Berdiri di puncak sambil menikmati panorama indah awan dan perbukitan. Foto: Aldani

Kami masih berdiri penuh kebingungan sambil menebak di mana mereka mendirikan tenda. Teriakan panggilan nama Dani, Abdi dan Riyan sering kami pekikkan, tapi yang dipanggil tak pernah menyaut. Tio yakin kalau mereka ada di puncak sana di balik batu,  lalu pandangan saya tertuju pada batu besar yang ada di atas. Lagi-lagi puncak ditandai dengan berdirinya batu besar. Setelah berdiri di puncak tapi masih ada puncak lagi, sedangkan fisik mulai melemah. Mungkin ini yang namanya puncak Botak, sedangkan puncak yang di atas baru puncak Ungaran.

Tio mulai berjalan ke arah puncak, saya menyuruh yang lainnya untuk naik supaya kami tidak terpisah lagi. Kabut mulai tebal dan menghalangi pandangan. Saya mengikuti langkah Tio tapi baru setengah perjalanan, samar-samar Tio meneriakkan sesuatu ke arah saya. Sayang suara itu hilang terbawa angin sebelum telinga ini berhasil menangkapnya. Entahlah apa yang ingin Tio sampaikan, tak lama Tio muncul di balik batu. Tio tidak berhasil menemukan mereka, kami berbalik arah hendak turun. Dalam kondisi angin seperti ini yang kami butuhkan adalah tenda untuk berlindung, celakanya semua tenda ada pada laki-laki. Kami berpapasan dengan pendaki lain yang akan ke puncak, kepada mereka kami titip pesan siapa tau mereka bertemu dengan Riyan, Abdi dan Dani bahwa kami ada di bawah.


Puncak yang dipenuhi batu.

Belum jauh kami melangkah ada suara Riyan memanggil, ada perasaan lega karena tak perlu terlunta-lunta mencari tempat berlindung. Seketika itu juga Riyan dikeroyok pertanyaan “ada di mana sih kalian?” mereka ada di puncak dan sudah mendirikan tenda, syukur-syukur sudah ada teh panas dan nasi yang matang. Camping Area letaknya ada di balik tugu, Riyan membantu membawakan keril milik Anis dan Nur.

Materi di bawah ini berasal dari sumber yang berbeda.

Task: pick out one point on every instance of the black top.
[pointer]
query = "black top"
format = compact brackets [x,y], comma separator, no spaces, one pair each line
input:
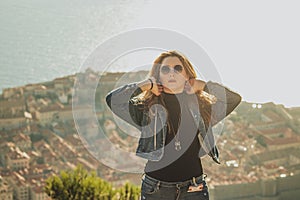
[183,164]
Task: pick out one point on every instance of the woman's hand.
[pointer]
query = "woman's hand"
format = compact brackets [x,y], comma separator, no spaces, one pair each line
[157,88]
[193,86]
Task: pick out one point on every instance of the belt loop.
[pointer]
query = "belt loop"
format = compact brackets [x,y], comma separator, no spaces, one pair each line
[143,175]
[157,185]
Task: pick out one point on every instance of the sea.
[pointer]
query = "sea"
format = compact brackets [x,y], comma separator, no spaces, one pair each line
[42,40]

Saya bergegas melangkah melewati batu-batu besar, Alhamdulillah setelah kurang lebih 5 jam berjalan melewati trek terjal berbatu, akhirnya sampai juga di tugu puncak gunung Ungaran.

Di balik tugu ada rimbunan pohon, saya bisa menarik napas lega akhirnya berhasil menemukan tenda kami setelah sebelumnya saya nyasar ke tenda rombongan lain. Saya menemukan Dani dan Abdi meringkuk di dalam tenda, yaa kami kira mereka sedang masak nasi atau membuat minuman hangat. Setelah sholat Ashar dijamak Djuhur kami mulai merebus air untuk membuat minuman hangat.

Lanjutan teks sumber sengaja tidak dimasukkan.